Central bankers are meant to grow old in their roles, but nobody is reading anything sinister into Naidoo’s decision. Still, once the news broke, the Bank and the presidency (whose job it is to appoint the governor and three deputy governors) should have immediately issued a joint press statement confirming Naidoo’s plan, outlining the reasons for it and announcing his exit date after the November 23 monetary policy committee (MPC) meeting.
That both the president and governor Lesetja Kganyago have apparently known for months about Naidoo’s wish to resign, ostensibly to pursue new career challenges, makes their failure to respond quickly with a calming statement remiss. On the upside, the fact that the markets haven’t blinked suggests the Bank’s credibility is deeply entrenched.
While the loss of Naidoo after almost a decade at the Bank is a pity, there is enough depth of expertise at the Bank for it to continue to play its mandated role without a hitch, even though there’s no clear successor to Naidoo from within senior ranks.

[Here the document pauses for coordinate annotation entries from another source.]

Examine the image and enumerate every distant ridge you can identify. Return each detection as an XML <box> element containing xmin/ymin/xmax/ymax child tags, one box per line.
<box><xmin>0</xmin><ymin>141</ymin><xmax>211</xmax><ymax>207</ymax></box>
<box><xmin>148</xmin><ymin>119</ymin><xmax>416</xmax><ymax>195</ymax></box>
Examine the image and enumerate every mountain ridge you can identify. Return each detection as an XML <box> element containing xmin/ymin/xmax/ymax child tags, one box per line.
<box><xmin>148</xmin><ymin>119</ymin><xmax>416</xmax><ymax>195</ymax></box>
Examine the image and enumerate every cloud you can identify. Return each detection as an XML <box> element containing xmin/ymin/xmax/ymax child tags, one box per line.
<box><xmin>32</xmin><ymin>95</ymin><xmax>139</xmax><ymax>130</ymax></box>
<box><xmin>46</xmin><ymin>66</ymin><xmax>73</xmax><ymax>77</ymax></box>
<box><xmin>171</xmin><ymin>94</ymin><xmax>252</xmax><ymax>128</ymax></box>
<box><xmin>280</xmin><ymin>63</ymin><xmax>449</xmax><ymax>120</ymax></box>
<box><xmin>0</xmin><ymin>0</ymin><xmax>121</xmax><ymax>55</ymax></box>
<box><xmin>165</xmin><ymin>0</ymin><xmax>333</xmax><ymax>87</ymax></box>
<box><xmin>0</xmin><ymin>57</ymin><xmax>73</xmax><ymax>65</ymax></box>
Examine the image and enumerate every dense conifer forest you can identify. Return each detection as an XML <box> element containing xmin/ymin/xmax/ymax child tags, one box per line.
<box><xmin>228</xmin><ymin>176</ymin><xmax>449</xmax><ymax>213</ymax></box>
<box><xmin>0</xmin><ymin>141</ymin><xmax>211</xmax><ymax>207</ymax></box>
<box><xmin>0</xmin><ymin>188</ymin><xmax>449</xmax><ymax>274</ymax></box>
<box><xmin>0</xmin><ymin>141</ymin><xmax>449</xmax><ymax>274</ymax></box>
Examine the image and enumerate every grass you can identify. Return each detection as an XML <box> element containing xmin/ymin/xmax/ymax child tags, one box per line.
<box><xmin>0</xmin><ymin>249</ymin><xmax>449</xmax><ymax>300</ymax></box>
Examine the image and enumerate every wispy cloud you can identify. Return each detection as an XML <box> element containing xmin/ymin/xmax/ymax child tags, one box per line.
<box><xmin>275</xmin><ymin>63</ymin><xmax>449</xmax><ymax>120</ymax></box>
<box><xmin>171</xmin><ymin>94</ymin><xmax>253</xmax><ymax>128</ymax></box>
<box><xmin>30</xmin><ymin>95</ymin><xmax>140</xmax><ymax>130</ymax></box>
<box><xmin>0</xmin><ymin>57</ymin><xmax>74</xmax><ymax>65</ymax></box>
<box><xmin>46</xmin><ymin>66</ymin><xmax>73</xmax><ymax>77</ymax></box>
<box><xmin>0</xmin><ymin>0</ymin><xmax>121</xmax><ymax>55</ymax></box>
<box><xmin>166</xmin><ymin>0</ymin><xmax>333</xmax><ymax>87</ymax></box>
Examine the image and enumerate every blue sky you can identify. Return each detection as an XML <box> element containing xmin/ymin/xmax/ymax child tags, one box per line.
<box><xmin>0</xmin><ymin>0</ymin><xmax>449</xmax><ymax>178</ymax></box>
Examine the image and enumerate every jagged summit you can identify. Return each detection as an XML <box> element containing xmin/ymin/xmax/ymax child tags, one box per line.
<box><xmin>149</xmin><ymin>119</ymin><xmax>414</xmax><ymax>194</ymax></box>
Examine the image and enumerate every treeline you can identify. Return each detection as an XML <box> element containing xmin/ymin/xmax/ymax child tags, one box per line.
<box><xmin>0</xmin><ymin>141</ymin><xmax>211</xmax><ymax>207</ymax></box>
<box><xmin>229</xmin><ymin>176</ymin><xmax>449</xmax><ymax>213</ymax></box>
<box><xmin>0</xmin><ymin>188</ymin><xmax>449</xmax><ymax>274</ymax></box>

Some feel the opportunity should be taken to change the composition of the MPC to improve its technical capacity
The market has been quick to speculate how Naidoo’s exit could affect the balance of power on the five-member MPC, where he is widely regarded as a “dove” and a useful counterweight to Kganyago’s hawkishness.
But make no mistake, the entire MPC is hawkish, as behoves the inflation-targeting central bank of a country with such poor fundamentals. In South Africa, even the doves have to grow talons.

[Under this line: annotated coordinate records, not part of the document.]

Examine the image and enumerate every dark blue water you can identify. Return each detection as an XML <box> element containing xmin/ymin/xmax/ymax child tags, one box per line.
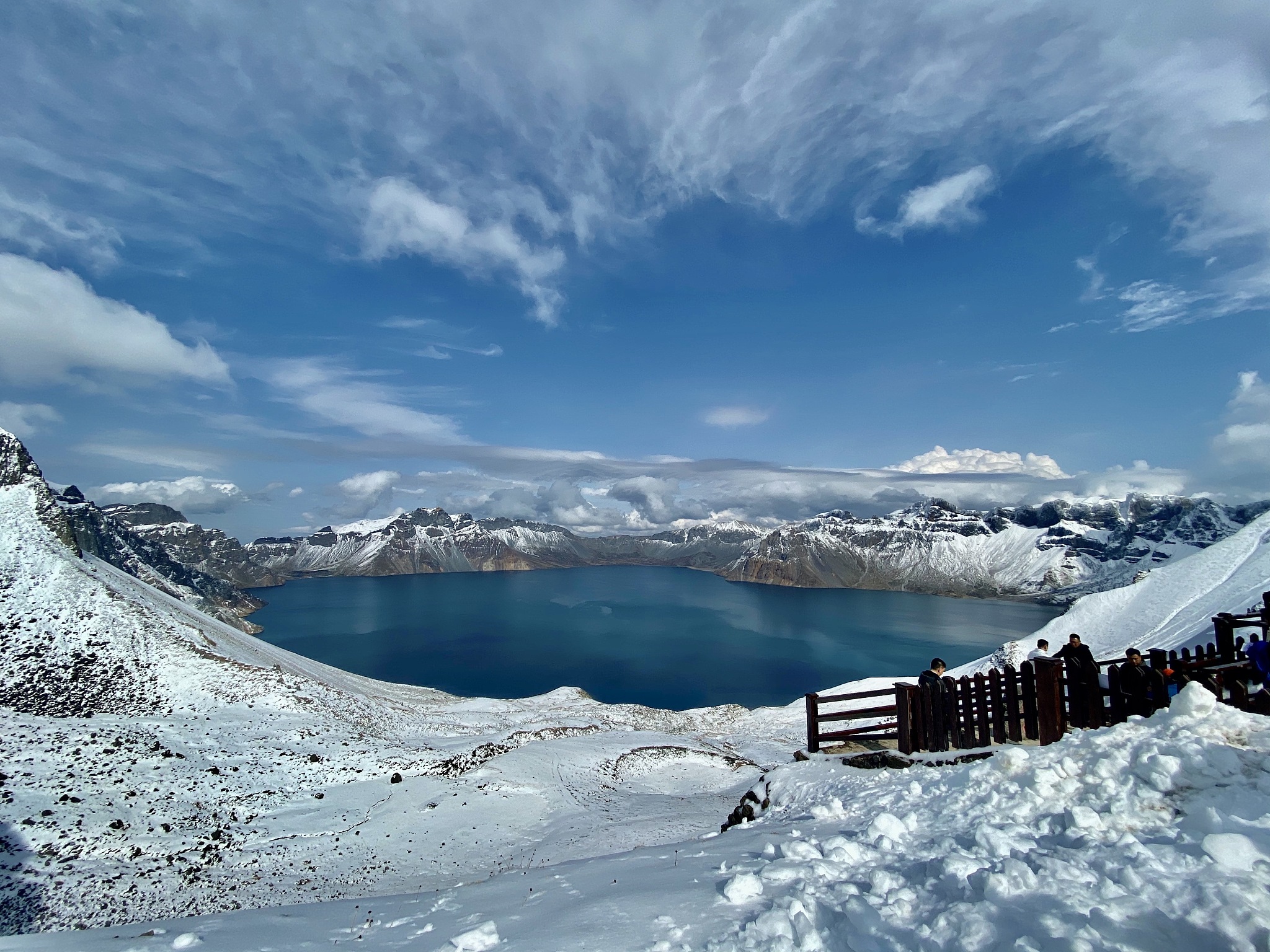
<box><xmin>252</xmin><ymin>566</ymin><xmax>1058</xmax><ymax>710</ymax></box>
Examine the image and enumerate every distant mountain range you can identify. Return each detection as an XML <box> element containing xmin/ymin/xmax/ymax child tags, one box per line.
<box><xmin>134</xmin><ymin>495</ymin><xmax>1270</xmax><ymax>604</ymax></box>
<box><xmin>0</xmin><ymin>434</ymin><xmax>1270</xmax><ymax>632</ymax></box>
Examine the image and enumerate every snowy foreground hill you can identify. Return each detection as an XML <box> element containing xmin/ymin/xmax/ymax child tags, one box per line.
<box><xmin>7</xmin><ymin>429</ymin><xmax>1270</xmax><ymax>952</ymax></box>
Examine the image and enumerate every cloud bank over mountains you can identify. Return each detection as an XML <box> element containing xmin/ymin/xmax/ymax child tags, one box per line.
<box><xmin>275</xmin><ymin>446</ymin><xmax>1188</xmax><ymax>533</ymax></box>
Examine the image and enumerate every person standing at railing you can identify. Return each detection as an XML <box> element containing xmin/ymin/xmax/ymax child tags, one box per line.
<box><xmin>917</xmin><ymin>658</ymin><xmax>948</xmax><ymax>690</ymax></box>
<box><xmin>1119</xmin><ymin>647</ymin><xmax>1153</xmax><ymax>717</ymax></box>
<box><xmin>1054</xmin><ymin>632</ymin><xmax>1103</xmax><ymax>728</ymax></box>
<box><xmin>1028</xmin><ymin>638</ymin><xmax>1049</xmax><ymax>661</ymax></box>
<box><xmin>1054</xmin><ymin>632</ymin><xmax>1099</xmax><ymax>684</ymax></box>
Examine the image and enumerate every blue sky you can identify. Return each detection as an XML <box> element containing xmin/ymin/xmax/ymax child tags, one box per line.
<box><xmin>0</xmin><ymin>1</ymin><xmax>1270</xmax><ymax>537</ymax></box>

Even so, if in the unlikely event that Naidoo is absent from the November MPC meeting, this would probably tilt the vote (which in July and September was split three to two in favour of not hiking rates) into a two-two split, thus giving Kganyago, as the chair, the deciding vote. This makes it more likely the MPC will hike in November.
In short, once Naidoo leaves, it raises the risk of MPC decisions ending in a deadlock. In the past, the Bank has operated with only two deputy governors for long periods, but it would clearly be desirable to replace Naidoo quickly.

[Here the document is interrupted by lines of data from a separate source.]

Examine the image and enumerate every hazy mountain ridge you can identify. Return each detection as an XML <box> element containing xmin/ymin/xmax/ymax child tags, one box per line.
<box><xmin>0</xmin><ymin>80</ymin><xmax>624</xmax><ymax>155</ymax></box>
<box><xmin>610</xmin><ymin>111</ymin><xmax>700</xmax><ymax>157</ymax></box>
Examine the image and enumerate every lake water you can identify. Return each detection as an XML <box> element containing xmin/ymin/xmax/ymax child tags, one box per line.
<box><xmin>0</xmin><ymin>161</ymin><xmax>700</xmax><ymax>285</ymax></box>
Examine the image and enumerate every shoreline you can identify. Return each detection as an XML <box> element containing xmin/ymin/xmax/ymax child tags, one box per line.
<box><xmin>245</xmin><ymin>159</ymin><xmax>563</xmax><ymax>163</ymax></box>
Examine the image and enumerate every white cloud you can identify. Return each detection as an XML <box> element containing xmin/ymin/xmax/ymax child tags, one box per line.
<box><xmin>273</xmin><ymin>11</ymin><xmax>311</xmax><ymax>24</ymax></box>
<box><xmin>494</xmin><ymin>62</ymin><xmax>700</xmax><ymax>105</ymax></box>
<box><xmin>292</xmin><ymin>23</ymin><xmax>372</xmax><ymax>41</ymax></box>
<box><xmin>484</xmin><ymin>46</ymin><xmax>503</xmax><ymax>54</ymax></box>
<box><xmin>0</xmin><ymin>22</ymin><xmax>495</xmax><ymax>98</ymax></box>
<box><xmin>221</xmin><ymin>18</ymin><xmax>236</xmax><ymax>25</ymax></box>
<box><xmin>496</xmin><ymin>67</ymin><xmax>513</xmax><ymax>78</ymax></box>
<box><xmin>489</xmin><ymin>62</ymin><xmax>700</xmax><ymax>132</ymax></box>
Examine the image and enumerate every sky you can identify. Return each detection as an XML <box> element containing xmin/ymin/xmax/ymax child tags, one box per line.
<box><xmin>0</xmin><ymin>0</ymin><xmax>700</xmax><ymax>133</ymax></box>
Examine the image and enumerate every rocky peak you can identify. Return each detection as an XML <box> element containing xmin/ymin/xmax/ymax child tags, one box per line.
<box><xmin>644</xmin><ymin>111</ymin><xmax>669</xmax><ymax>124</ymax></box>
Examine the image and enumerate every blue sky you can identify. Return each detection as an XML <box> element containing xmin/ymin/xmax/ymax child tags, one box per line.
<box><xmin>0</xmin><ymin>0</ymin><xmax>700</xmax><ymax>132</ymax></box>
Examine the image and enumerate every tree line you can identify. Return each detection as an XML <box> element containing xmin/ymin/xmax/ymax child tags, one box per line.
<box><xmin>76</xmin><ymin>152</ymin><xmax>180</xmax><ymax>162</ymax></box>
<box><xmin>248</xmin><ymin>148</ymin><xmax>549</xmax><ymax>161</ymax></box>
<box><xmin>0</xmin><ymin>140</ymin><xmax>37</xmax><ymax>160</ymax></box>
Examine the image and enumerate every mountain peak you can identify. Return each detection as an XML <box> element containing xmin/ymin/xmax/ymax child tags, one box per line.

The lack of obvious succession planning has now put the spotlight on the Bank’s building problem: next year the terms of Kganyago and the two other deputy governors, Rashad Cassim and Fundi Tshazibana, all expire. Naidoo’s exit could make it more likely that all three are offered new five-year terms by President Cyril Ramaphosa, since he will surely want continuity at the Bank under people the markets respect.
Some feel the opportunity should be taken to change the composition of the MPC to improve its technical capacity. When the MPC was instituted by then governor Tito Mboweni in 1999, it had 15 members. This was whittled down to seven and, more recently, to five — all Bank employees. Some feel boosting the MPC back to seven would create more diverse debate.
Others would go further and expand it to include external experts. But in South Africa, this will inevitably come with political risk as it will be tricky to find candidates who are highly regarded monetary policy experts and also totally independent.
Clearly, if the Bank must evolve, it must do so in considered, incremental ways that keep the fight against inflation front and centre. Naidoo’s exit, though disappointing, should not change anything for the worse, as long as the presidency continues to value the Bank’s professionalism and independence.